# Has Anyone Tried Out Sakai Ichimonji?



## JanusInTheGarden (Aug 5, 2012)

I was hoping to see if anyone has every played with a Sakai Ichimonji White Steel Gyuto? Thinking about picking one eventually to play with/practice improving my sharpening technique on. Price is at a point where if I mess it up then I won't be on suicide/homocide watch and I can practice thinning with a shinogi line before trying it out on the knife I really want to improve. Might be better off trying new techniques on the white Tojiro but I'm scared that at that price point the tojiro is just total junk.

http://www.ebay.com/itm/Japanese-SA...221?pt=LH_DefaultDomain_0&hash=item58934213b5


----------



## knyfeknerd (Aug 5, 2012)

I'm pretty sure the Tojiro(at least the yanagi) in white has this silly sandpaper raised up line where the shinogi line should be.


----------



## JanusInTheGarden (Aug 5, 2012)

Hooray for quality!


----------



## bkdc (Aug 5, 2012)

I own Ichimonji single-beveled knives. They are solid knives and great for the price. The grind at the heel on my yanagiba is overdone or slightly warped. It doesn't bother me. My deba is fine (it needs a rehandle job), and I have absolutely no complaints about my usuba either. 

I'm sure the fit and finish on the Ichimonji will put the Tojiro to shame. My Tojiro shirogami ITK petty is worth less than the 40 dollars I paid for it.

My only comment on that eBay auction is that the profile of the knife is a little weird. There is way too much curvature at the tip.


----------



## bieniek (Aug 6, 2012)

I owned Ichimonji single-beveled knife. They are solid knives and great for the price. 

Apart from details there was nothing wrong with the blades shape or condition, handle was great - really well made.

I sold the knife though.


----------



## stevenStefano (Aug 6, 2012)

I got a lefty usuba of this maker and there was a slight bend in it, but for the price it was worth the risk. The knives Keiichi sells are usually pretty good, might not be very popular names but they generally seem to be pretty good


----------



## Taz575 (Aug 6, 2012)

http://www.ebay.com/itm/Japanese-Sa...013?pt=LH_DefaultDomain_0&hash=item35b996abbd

I've been eyeing something like this for a while!! 4.9oz for that one vs 7.2oz for the clad one you are looking at.


----------



## Mucho Bocho (Aug 6, 2012)

I have the Special Thin Gyuto 210 in white. Its not perfect but is my favorite knife. Its so thin, definitely a push/pull cutter not a rock chop but this regular version would probably rock fine if you wanted?


----------



## JohnnyChance (Aug 6, 2012)

Taz575 said:


> http://www.ebay.com/itm/Japanese-Sa...013?pt=LH_DefaultDomain_0&hash=item35b996abbd
> 
> I've been eyeing something like this for a while!! 4.9oz for that one vs 7.2oz for the clad one you are looking at.

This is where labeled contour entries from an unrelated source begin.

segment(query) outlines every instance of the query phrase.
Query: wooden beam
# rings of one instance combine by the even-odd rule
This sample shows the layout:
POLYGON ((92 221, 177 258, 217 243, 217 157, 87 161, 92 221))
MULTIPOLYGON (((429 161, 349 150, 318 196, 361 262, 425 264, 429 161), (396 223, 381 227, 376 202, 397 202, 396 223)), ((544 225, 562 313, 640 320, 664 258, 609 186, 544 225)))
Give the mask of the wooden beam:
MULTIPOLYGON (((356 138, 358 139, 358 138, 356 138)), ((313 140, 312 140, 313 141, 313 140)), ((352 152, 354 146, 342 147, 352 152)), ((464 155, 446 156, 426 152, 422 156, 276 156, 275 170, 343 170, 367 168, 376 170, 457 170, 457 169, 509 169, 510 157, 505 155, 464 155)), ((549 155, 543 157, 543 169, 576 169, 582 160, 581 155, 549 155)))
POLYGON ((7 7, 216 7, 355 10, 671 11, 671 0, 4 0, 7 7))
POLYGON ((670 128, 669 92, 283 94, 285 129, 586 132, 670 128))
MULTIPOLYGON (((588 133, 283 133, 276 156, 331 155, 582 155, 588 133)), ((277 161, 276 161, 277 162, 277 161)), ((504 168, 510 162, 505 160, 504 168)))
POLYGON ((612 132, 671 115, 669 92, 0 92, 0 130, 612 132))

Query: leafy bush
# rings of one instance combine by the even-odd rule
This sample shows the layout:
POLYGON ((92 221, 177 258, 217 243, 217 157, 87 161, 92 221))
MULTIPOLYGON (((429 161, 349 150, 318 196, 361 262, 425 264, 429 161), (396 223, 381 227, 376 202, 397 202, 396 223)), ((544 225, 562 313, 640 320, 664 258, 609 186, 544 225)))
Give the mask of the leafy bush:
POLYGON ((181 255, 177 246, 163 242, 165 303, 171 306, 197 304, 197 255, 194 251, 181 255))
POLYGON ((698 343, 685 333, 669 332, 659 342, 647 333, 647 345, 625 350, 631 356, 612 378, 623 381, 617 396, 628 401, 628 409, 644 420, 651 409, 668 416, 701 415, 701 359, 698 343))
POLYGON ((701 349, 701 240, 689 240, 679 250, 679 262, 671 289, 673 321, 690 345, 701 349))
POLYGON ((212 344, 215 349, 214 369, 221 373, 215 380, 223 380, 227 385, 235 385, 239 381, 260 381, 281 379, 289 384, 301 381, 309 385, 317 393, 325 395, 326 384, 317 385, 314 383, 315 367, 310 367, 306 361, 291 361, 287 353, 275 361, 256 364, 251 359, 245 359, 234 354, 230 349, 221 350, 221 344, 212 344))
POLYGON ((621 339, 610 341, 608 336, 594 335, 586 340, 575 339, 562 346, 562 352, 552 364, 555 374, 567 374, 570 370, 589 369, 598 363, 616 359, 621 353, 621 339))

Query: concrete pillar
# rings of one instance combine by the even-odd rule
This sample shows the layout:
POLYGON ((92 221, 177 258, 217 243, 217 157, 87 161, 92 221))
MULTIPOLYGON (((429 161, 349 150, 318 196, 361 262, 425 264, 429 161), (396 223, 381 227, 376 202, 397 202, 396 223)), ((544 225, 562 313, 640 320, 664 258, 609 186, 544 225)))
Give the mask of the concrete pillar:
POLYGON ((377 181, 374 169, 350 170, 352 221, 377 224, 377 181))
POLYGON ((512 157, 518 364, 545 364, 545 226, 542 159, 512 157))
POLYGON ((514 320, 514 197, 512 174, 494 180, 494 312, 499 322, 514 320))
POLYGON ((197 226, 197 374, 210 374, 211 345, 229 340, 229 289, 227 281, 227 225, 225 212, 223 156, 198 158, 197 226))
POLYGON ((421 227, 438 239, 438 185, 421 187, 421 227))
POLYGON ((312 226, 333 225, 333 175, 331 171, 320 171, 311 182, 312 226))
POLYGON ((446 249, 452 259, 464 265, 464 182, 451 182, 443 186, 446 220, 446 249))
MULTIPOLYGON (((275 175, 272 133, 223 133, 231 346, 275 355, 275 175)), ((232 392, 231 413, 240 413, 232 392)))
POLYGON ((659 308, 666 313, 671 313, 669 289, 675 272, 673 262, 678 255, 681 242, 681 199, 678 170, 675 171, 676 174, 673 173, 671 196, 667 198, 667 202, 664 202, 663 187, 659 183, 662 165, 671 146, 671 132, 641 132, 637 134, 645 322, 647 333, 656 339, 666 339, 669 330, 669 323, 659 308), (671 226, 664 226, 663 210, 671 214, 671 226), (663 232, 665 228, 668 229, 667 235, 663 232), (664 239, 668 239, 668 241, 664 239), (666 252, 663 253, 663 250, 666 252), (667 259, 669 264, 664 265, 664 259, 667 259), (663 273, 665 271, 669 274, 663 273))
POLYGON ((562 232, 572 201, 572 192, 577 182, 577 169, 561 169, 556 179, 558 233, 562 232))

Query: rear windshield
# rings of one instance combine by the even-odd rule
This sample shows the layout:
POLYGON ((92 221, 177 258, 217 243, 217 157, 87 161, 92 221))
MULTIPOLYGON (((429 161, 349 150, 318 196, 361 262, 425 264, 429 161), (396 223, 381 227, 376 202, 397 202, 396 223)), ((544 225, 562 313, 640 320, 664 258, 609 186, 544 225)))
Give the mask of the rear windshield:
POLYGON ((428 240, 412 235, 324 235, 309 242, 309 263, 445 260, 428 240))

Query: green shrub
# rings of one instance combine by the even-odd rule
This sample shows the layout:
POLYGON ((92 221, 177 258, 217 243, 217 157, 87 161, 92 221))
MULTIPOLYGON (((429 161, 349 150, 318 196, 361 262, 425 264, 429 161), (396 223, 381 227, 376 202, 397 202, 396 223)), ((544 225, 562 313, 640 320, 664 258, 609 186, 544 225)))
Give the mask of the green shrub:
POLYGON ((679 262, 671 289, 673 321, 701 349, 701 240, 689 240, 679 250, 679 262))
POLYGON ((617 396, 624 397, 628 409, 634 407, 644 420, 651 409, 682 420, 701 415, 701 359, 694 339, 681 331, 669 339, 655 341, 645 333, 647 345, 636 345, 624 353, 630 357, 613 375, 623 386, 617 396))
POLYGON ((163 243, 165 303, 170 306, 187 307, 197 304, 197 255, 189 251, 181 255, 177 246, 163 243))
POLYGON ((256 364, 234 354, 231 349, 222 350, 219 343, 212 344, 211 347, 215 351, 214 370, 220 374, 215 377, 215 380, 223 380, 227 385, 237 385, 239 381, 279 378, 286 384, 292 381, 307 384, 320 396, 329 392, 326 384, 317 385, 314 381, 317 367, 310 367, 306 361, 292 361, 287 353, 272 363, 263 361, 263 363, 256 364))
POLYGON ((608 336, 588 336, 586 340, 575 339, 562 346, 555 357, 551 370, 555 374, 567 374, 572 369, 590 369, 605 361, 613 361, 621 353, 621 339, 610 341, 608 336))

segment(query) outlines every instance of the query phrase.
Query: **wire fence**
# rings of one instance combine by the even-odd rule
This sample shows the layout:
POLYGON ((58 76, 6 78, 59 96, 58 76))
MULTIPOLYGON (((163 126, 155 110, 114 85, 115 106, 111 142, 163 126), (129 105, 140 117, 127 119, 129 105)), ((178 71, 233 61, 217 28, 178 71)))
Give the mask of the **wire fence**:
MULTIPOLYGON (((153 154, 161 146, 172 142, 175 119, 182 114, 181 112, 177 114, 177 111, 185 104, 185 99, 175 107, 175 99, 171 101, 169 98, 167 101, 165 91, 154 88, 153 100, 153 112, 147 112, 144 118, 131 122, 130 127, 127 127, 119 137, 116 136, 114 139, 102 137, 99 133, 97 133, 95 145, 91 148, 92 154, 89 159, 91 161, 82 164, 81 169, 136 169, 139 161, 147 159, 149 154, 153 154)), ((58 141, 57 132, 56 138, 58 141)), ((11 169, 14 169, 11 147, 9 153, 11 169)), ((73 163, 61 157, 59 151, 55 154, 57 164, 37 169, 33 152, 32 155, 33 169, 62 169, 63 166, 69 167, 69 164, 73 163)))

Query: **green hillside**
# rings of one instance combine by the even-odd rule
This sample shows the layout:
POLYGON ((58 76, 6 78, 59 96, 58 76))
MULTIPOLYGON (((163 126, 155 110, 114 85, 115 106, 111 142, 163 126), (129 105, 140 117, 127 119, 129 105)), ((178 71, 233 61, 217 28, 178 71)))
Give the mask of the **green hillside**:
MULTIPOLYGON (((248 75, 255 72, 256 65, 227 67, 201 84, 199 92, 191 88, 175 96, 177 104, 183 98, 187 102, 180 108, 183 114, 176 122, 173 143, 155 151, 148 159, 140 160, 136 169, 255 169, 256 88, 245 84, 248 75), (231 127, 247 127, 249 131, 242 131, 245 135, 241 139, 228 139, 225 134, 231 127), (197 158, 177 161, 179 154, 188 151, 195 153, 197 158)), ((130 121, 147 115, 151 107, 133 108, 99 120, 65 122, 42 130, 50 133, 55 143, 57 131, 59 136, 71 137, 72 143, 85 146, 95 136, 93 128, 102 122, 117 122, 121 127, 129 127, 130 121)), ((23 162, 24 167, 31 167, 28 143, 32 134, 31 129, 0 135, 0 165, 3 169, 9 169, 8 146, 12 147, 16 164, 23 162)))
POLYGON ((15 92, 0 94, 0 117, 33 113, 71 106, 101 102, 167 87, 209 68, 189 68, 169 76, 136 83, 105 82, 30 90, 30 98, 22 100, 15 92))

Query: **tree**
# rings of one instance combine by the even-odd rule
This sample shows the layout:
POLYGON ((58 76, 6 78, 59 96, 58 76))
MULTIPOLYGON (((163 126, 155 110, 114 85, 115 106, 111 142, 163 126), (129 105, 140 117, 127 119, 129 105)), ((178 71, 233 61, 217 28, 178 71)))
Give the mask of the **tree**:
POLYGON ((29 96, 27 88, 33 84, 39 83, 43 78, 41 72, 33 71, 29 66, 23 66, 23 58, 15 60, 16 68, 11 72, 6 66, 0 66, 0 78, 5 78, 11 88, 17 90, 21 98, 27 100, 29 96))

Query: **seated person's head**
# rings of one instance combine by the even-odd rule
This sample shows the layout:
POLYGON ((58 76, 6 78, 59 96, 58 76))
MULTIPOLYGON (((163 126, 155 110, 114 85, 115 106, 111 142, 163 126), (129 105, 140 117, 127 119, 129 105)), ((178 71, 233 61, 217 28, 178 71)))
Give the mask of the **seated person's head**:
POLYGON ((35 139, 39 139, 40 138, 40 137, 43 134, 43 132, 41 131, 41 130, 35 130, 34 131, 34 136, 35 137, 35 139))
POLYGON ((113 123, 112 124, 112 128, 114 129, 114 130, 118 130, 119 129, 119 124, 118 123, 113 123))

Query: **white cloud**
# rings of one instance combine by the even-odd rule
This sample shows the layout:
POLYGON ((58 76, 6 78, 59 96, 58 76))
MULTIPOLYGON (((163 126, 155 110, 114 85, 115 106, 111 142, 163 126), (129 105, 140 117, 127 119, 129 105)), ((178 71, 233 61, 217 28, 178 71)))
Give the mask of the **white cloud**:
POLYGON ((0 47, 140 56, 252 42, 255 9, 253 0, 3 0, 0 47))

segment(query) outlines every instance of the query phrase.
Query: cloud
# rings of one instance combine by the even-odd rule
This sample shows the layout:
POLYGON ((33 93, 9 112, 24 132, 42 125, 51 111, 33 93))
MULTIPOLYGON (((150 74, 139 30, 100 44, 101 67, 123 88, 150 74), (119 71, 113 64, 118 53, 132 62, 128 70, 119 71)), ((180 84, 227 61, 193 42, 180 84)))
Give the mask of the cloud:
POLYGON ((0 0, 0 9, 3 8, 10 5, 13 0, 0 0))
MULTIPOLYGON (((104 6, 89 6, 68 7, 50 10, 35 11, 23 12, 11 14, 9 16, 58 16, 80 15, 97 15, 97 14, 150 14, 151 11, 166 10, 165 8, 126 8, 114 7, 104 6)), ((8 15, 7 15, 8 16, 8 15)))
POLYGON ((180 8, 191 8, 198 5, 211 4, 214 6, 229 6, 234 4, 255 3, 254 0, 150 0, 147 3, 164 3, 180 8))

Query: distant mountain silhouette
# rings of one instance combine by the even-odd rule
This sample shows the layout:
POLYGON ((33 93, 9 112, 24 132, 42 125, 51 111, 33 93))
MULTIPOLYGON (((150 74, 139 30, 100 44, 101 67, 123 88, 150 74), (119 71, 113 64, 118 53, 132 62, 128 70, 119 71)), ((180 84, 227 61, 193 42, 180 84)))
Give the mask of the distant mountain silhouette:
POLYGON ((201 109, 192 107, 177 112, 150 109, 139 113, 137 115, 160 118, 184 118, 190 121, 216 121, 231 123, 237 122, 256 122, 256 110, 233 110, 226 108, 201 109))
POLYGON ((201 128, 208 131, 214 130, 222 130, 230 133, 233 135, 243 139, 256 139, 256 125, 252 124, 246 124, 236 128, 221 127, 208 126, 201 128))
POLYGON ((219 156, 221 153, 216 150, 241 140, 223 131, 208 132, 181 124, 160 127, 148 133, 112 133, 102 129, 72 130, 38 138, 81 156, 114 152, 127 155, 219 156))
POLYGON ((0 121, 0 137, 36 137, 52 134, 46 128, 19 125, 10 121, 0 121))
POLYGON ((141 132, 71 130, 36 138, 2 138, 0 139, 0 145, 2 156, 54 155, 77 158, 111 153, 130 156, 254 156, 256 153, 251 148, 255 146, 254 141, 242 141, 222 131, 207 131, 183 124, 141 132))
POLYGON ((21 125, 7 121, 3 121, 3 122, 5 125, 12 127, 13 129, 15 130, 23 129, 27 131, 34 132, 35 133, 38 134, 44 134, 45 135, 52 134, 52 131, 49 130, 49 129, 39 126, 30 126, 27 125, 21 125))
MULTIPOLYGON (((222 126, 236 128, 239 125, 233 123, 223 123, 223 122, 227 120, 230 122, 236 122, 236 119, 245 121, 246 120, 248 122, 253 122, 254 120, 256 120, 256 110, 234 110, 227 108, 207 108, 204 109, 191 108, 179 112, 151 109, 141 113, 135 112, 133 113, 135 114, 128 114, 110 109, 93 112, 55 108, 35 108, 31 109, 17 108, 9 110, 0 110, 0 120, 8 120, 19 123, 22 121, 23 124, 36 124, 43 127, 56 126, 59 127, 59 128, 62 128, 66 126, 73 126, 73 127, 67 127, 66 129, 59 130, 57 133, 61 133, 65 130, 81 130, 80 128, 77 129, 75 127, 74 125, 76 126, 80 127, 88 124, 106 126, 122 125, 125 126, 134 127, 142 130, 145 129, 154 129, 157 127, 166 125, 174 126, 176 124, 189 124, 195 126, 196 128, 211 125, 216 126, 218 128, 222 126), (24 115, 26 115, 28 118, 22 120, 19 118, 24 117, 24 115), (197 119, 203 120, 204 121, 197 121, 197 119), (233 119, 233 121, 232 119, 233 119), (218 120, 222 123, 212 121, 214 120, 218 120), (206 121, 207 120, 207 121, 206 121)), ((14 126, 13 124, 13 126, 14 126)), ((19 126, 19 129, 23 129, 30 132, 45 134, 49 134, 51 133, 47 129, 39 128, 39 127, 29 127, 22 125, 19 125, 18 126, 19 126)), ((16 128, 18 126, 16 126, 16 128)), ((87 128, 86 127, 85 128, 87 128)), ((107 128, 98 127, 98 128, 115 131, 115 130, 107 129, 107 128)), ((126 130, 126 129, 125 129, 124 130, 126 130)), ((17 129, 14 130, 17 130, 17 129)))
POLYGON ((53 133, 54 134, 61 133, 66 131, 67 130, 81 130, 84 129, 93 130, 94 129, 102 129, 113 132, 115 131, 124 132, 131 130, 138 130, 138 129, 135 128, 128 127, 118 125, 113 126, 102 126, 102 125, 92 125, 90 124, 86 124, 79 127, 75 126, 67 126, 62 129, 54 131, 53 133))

I have one of those laying around here somewhere. You can borrow it if you like.


----------



## Taz575 (Aug 6, 2012)

I may take you up on that offer Johnny!! We still got to get together one of these days, too, but I gotta clean my shed first. It looks like a bomb went off in there! Dust, fabric, epoxy, etc all over the place!


----------